Pretty in Pink

I can’t do anything about my current situation today, so I thought it might be fun to go back, to dig up the past a bit.

Movies have always been a large part of my life. I grew up with John Hughes version of life and love, the girl will get the guy and that life is messy but love makes it worth it all. I remember wishing that I was that girl, that my guy or girl would walk up to me in school and ask me out, that we would have a date and things would then get complicated. My best friend, who was secretly in love with me, would tell me how he or she felt and I would initially be freaked out and not wanting to lose the new love I had just found, pick wrongly, at first.
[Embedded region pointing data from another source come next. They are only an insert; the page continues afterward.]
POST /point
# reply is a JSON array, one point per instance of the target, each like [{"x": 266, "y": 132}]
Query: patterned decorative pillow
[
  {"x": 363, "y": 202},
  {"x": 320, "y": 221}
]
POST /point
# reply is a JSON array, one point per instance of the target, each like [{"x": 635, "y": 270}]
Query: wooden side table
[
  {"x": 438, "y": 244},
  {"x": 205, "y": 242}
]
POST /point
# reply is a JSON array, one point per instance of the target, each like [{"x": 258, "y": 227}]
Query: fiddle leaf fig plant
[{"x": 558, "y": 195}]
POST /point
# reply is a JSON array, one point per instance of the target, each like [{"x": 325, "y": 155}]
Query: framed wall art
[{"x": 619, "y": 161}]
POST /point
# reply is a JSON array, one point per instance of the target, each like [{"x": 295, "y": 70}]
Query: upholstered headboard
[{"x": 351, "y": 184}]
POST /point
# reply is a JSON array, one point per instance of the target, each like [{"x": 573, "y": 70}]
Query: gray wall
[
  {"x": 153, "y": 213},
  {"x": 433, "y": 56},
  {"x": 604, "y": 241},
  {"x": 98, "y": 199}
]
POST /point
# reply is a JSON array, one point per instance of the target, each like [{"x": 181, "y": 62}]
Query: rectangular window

Then I would realize that my best friend is the one I love, and at least in high school, we would be together, really together.

I never got that kind of life, a movie love. First I started out incorrectly; I’m not the girl in these movies. Also, I lived in a small southern town that would not condone this. I am the boy, even if I’m not. They may be able to handle gay, with a few beatings to show superiority. You know, keep them in their place. But not me, they would kill me, I would just be dead, dead, dead. No place for young girls in the wrong bodies. So, the movies were my escape, I could completely lose myself in a romantic comedy. 

When I first started dating, which took me a while in high school, I was hit with how awkward this was going to be. I could love her, be excited by her, but it was tainted by what I was. So there was no pure childish love that envelopes you and keeps you floating. Also, falling in love with my best friend was complicated, he was supposed to fall in love with me, not care what I was, who I was, just passionately love me. Instead, I pined for him and had to hide it entirely. Those movies didn’t prepare me for life at all, but they did help me get through some tough times.

I wanted to get away from my small town so badly. I didn’t have scholarships, my parents couldn’t afford college for me. So, it was the military for me, part of it was so that I could make my family proud (all the men had served in the military back four generations on both sides) and mostly so I could get away. Of course, that sort of back fired on me. Being male is all the rage in the military, they really like it if you aren’t different in any way, stand up straight, dress the same, don’t tuck the penis you didn’t ask for, shoot a gun, don’t wear panties. Also, there was a war I fought in. I shared the same space with cis men who denounce my kind now, but were weeping on my shoulder when our world was ending. I wept as well, but I’m not the duplicitous one in this story.

I got to see the world as a [not entirely] cis male. I got to live for 4 years as a [not entirely] cis male, trying to shrug off what I knew was an integral part of me. It never took. I dated women only, ignored my feelings for any men I might have liked, played it as straight as I could. It never took. I don’t know if I am really bisexual or pan or whatever, I believe that if you fall in love with someone, you love them, I don’t put a gender qualifier on it. Same with base sexual attraction, don’t care about gender at all, I’ve just been too afraid in life to try for a male sexual encounter, came close a few times but never fully went all the way. I don’t like beards on a man, I know that, kisses are too scratchy.

So, movies get me through life, romantic comedies mostly, romantic anything helps. In the Air Force it was “Top Gun” (yes I know it’s navy), a few years old but the movie had good staying power. And at the time I didn’t know Tom was bat-shit crazy.

In my later years, now-ish, my favourite is “Love, Actually” and why not, it has everything basically. Like in my youth, I am that girl standing in the doorway, while a guy who secretly loves me is quietly declaring his love for me.